Using old-fashioned rolled oats, mashed banana, and not overmixing produces a dense, chewy texture. Avoid excessive flour and don’t overbake to maintain chewiness.
Can I add protein powder to these cookies?
Yes — add 1/4–1/3 cup protein powder and reduce flour slightly to keep the dough balanced. You may need a splash of milk to adjust consistency.
Are these cookies safe for kids to take to school?
Generally yes, but check school policies for nut-free requirements. Substitute sunflower seed butter and seeds if nuts are prohibited.
Conclusion
Breakfast cookies are an easy, adaptable solution for busy mornings — chewy oats, nut butter and fruit deliver quick energy and portable nutrition. With simple swaps you can tailor them to dietary needs, making them a reliable staple for meal prep and on-the-go breakfasts.

Breakfast Cookies
Ingredients
- 2 cups rolled oats old-fashioned
- 1 cup whole wheat flour or oat flour
- 1 tsp baking powder
- 1/2 tsp ground cinnamon
- 1/4 tsp salt
- 1/2 cup creamy peanut butter or other nut/seed butter
- 2 large ripe bananas mashed (about 1 cup)

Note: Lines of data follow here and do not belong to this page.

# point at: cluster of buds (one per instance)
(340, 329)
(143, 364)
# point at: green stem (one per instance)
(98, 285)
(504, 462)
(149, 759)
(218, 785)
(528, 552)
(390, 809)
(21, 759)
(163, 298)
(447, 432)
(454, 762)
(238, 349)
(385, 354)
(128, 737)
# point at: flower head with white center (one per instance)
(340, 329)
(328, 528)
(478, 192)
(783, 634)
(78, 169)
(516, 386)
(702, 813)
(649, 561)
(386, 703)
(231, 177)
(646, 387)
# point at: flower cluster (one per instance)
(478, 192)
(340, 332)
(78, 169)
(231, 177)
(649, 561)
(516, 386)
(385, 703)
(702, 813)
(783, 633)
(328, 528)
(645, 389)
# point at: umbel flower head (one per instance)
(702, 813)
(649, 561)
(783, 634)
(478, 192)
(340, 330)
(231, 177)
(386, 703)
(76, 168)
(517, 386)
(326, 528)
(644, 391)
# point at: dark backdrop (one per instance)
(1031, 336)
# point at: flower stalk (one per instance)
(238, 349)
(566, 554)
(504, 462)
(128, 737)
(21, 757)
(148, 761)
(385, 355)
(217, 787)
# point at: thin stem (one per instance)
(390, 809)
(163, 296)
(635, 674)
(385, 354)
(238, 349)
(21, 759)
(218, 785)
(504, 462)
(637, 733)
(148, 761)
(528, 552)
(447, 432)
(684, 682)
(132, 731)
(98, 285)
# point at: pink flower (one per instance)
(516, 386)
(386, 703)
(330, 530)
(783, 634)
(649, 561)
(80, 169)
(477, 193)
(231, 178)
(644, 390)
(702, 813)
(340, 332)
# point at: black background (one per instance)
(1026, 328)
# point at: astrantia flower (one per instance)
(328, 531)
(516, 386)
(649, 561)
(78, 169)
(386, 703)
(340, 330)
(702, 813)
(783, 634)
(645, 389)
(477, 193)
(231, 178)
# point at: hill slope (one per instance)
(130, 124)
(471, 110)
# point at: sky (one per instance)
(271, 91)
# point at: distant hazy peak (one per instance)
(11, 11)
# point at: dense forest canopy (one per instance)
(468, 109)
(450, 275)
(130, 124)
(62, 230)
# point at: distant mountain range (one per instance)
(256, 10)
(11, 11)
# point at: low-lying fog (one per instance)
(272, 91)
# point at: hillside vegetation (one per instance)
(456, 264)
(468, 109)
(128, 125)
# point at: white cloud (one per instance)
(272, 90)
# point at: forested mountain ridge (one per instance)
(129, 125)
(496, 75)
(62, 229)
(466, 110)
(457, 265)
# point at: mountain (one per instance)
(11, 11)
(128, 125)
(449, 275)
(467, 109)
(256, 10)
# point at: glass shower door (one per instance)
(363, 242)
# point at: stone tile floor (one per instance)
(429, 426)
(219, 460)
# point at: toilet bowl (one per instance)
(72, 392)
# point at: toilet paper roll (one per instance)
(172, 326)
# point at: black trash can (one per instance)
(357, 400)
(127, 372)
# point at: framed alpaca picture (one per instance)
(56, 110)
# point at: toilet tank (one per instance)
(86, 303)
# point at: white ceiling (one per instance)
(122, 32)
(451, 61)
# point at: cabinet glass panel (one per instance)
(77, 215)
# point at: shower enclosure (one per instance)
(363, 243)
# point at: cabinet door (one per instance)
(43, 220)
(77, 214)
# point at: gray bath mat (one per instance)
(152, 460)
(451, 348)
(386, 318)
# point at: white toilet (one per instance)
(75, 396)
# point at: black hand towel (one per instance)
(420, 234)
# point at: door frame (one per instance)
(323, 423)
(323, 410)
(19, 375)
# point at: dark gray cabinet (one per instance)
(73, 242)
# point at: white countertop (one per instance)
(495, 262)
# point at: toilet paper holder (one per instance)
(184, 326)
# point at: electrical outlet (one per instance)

- 1/4 cup honey or maple syrup
- 2 large eggs or 2 flax eggs for vegan
- 1 tsp vanilla extract
- 1/2 cup raisins or dried cranberries
- 1/2 cup chopped peanuts or chopped almonds
- Optional: 2 tbsp chia seeds or ground flax
Instructions
- Preheat the oven to 350°F (175°C) and line two baking sheets with parchment paper.
- In a bowl combine rolled oats, whole wheat flour, baking powder, cinnamon and salt; whisk to blend.
- In a separate large bowl mash the ripe bananas until smooth.
- Add peanut butter, honey (or maple syrup), eggs and vanilla to the mashed banana; whisk until well combined.
- Stir wet ingredients into the dry mixture until a sticky dough forms.
- Fold in raisins and chopped peanuts, reserving a few for topping if desired.
- Scoop tablespoon-sized mounds of dough onto the prepared sheets, spacing about 2 inches apart.
- Press each mound gently with the back of a spoon to flatten slightly; top with reserved nuts or a few extra raisins.
- Bake in the preheated oven for 12–15 minutes, until edges are lightly golden.
- Let cookies cool on the sheet for 5 minutes, then transfer to a wire rack to cool completely.